9
votes

I am following this tutorial about assembly.

According to the tutorial (which I also tried locally, and got similar results), the following source code:

int natural_generator()
{
        int a = 1;
        static int b = -1;
        b += 1;              /* (1, 2) */
        return a + b;
}

Compiles to these assembly instructions:

$ gdb static
(gdb) break natural_generator
(gdb) run
(gdb) disassemble
Dump of assembler code for function natural_generator:
push   %rbp
mov    %rsp,%rbp
movl   $0x1,-0x4(%rbp)
mov    0x177(%rip),%eax        # (1)
add    $0x1,%eax
mov    %eax,0x16c(%rip)        # (2)
mov    -0x4(%rbp),%eax
add    0x163(%rip),%eax        # 0x100001018 <natural_generator.b>
pop    %rbp
retq   
End of assembler dump.

(Line number comments (1), (2) and (1, 2) added by me.)

Question: why is, in the compiled code, the address of the static variable b relative to the instruction pointer (RIP), which constantly changes (see lines (1) and (2)), and thus generates more complicated assembly code, rather than being relative to the specific section of the executable, where such variables are stored?
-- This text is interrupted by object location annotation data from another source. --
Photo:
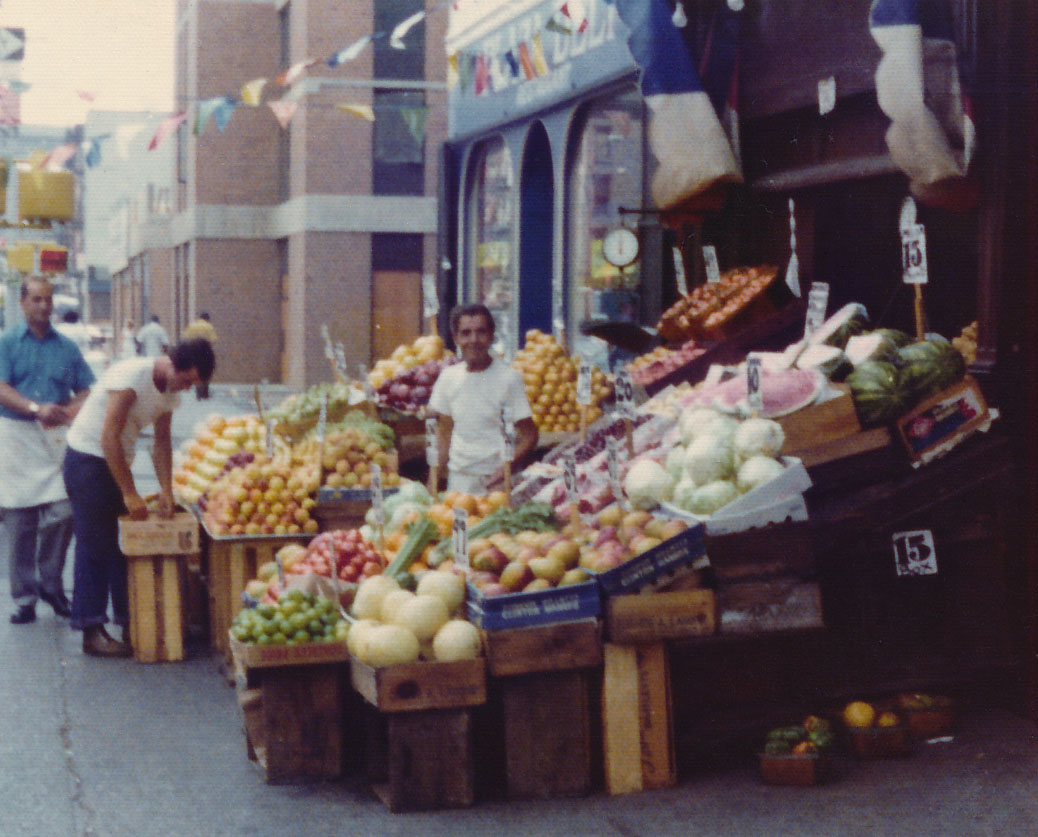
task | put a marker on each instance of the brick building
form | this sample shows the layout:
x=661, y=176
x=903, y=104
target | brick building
x=331, y=221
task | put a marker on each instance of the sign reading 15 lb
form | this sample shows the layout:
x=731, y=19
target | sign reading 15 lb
x=914, y=552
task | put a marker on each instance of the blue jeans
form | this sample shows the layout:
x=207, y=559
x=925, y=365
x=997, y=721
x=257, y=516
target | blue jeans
x=99, y=568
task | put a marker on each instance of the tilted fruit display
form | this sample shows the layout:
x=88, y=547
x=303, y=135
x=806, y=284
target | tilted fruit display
x=712, y=306
x=550, y=377
x=295, y=618
x=203, y=458
x=404, y=358
x=264, y=497
x=661, y=361
x=350, y=450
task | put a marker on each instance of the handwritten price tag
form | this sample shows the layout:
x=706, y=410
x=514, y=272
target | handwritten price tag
x=432, y=446
x=710, y=262
x=754, y=383
x=460, y=538
x=625, y=394
x=583, y=383
x=913, y=254
x=378, y=508
x=818, y=302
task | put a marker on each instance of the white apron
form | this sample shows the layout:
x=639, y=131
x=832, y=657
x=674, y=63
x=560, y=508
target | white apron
x=30, y=463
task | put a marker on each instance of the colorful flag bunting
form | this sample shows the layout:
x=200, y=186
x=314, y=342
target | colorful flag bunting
x=526, y=61
x=351, y=52
x=252, y=91
x=283, y=111
x=402, y=28
x=10, y=106
x=363, y=111
x=540, y=63
x=166, y=127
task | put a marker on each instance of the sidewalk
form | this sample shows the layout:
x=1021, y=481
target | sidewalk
x=94, y=747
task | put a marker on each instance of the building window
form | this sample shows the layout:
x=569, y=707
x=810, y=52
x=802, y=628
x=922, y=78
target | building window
x=398, y=140
x=605, y=173
x=492, y=231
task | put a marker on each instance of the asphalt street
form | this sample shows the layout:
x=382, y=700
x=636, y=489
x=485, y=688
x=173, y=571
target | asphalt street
x=98, y=747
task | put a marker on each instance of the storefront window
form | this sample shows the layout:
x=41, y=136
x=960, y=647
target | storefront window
x=605, y=174
x=493, y=263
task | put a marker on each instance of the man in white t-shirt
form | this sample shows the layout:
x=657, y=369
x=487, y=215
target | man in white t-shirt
x=153, y=339
x=132, y=395
x=469, y=399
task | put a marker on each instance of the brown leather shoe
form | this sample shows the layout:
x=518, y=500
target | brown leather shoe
x=98, y=643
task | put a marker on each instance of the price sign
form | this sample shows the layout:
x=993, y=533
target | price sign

According to the mentioned tutorial, there is such a section:

This is because the value for b is hardcoded in a different section of the sample executable, and it’s loaded into memory along with all the machine code by the operating system’s loader when the process is launched.

(Emphasis mine.)

1
This makes it position independent which is useful for shared libraries and ASLR among other things. Also note there is no addressing mode that is "relative to the specific section of the executable" and even addresses in the same section can be relative (common for control transfers).Jester
thus generates more complicated assembly code: no it doesn't. Use objdump -drwC -Mintel to get nice output. -r decodes the symbol table. objdump always does the math for you, and shows the actual target address of RIP-relative instruction as well as the offset from RIP.Peter Cordes
The size of the generated instructions matter a great deal, it all needs to come from RAM and get cached in the processor caches. Memory is a significant bottleneck on modern processors. Imagine how well your preferred scheme could work if every instruction that accesses memory needs to also have 8 bytes to encode the address. Machine code is generated by a machine, it doesn't mind doing a complicated job.Hans Passant
@PeterCordes You won't normally see a C++ compiler doing initialization of statically allocated variables at run time in cases where you wouldn't see a C compiler doing runtime initialization (ie. where the C++ initialization would be allowed in C, as C compilers don't normally support runtime initialization of statics). That's the case here as the variable b isn't initialized in the function.Ross Ridge
@RossRidge: Right, my comment turned into a mess of confusion because I didn't re-write it from scratch once I realized that wasn't a problem in this case. I was thinking at first that it looked like way too much asm for such a simple function, but of course that's just because the OP failed to enable optimization. I only noticed when I looked closer and saw no branches, then /facepalm, oh yeah that's just an int with a constant initializer.Peter Cordes

1 Answers

9
votes

There are two main reasons why RIP-relative addressing is used to access the static variable b. The first is that it makes the code position independent, meaning if it's used in a shared library or position independent executable the code can be more easily relocated. The second is that it allows the code to be loaded anywhere in the 64-bit address space without requiring huge 8 byte (64-bit) displacements to be encoded in the instruction, which aren't supported by 64-bit x86 CPUs anyways.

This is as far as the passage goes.